What kind of ‘strategic thinking’ can ignore the possible outreach to Islamist militancy outside Sri Lanka or the gaze of Islamist militancy falling on Sri Lanka as a place which welcomes IDF war criminals with open arms? 

How can the expanded equation with Israel under the Ranil-Manusha and Anura-Vijitha dispensations not be seen for the strategic and security threat it poses to the Sri Lankan state by alienating an entire community which has already experienced one round of radicalisation, providing the backcloth of the Easter Massacre 2019, though external infiltrators and provocateurs were very probably involved?   

 

Strategic prudence 

Sri Lanka’s passage in a turbulent world must be navigated with awareness of the tempest to come. 

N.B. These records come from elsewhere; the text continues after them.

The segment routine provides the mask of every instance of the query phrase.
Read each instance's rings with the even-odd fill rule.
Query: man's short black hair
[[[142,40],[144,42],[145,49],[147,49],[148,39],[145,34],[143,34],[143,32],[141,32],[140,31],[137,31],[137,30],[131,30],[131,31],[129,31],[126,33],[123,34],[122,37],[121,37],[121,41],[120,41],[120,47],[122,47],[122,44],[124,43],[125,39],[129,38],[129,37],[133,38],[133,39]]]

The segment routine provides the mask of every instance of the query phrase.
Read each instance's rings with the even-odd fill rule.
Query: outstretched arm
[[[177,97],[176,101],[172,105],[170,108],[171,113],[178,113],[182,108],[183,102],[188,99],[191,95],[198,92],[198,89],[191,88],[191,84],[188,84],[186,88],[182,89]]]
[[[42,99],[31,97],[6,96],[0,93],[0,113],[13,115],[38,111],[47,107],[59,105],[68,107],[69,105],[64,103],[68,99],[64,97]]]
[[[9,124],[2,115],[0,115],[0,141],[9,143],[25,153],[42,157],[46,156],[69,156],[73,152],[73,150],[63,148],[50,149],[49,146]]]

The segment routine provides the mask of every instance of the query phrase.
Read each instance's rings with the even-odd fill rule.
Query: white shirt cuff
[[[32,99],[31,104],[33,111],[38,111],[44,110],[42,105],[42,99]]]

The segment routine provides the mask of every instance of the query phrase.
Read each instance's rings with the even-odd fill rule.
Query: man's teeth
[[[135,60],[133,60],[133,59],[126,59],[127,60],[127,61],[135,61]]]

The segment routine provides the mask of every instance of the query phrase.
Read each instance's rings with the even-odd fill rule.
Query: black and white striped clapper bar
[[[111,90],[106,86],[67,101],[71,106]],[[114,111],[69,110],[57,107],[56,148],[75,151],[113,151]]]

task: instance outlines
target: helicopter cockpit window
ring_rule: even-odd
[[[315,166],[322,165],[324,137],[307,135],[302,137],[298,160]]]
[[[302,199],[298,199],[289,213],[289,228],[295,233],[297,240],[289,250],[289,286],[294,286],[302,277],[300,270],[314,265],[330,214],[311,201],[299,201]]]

The Israeli rampage in the Middle East is a softening up for a joint US-Israel attack on Iran or a scenario in which Iranian retaliation for an Israeli attack is met with an American response. 

The Ukrainian front is used by NATO for the purpose of weakening Russia and keeping it off- balance, hopefully triggering regime-change. 

The Trump-Marco Rubio team will be aggressive, even warlike towards Cuba, hoping for regime-change. 

Washington is undecided: should Russia be neutralised with a Trump-propelled deal on Ukraine, or should the collective West go for broke on Ukrainian/Russian and Iranian fronts and possibly open a Cuban/Latin American front? 

Both the Israeli campaign in the Middle East and NATO/Ukraine in Europe, aimed at Iran and Russia respectively, are flanking moves in the West’s grand strategy aimed at the ultimate target, China. 

If Sri Lanka has a strong strategic bond with Israel, it is taking sides wittingly or unwittingly, and painting a target on its back. 

Our doctrine must be one of strategic prudence. This holds true of any Defence Cooperation Agreement with India. Just as Sri Lanka should not allow anything hostile to India to emanate from Sri Lanka’s land or sea, we must not allow anything hostile to China to do so either, still less allow ourselves to be enmeshed in a type of defence relationship which may be a subset of an Indian strategic configuration aimed separately or in conjunction with its fellow Quad partners, against China.  

It is absurd to regard moral-ethical factors and world opinion as unrelated to strategic policy-making, and compartmentalise the two. Prof Joseph Nye’s famous concepts of ‘soft power’ and ‘smart power’ incorporate the moral-ethical ingredient into the all-important ‘story’ or ‘narrative’ which seeks to persuade. Israel’s story is the nastiest in the world today (and in my lifetime since the Vietnam War). We should take our distance from it. Yet, Sri Lanka on the NPP’s watch is turning a blind eye to Zionist genocidaires enjoying themselves on our island. 

For Sri Lanka, a small state, it is strategically imperative that:

(I)We establish a presence (a toehold) and participate in as many spaces in the world system as possible, raising our profile.

(II) We share the same broad, autonomous – I call it ‘Neo-Nonaligned’--space and outlook as the majority of the world’s nations and peoples, in support of a multipolar world order which can contribute to global balance, global equilibrium.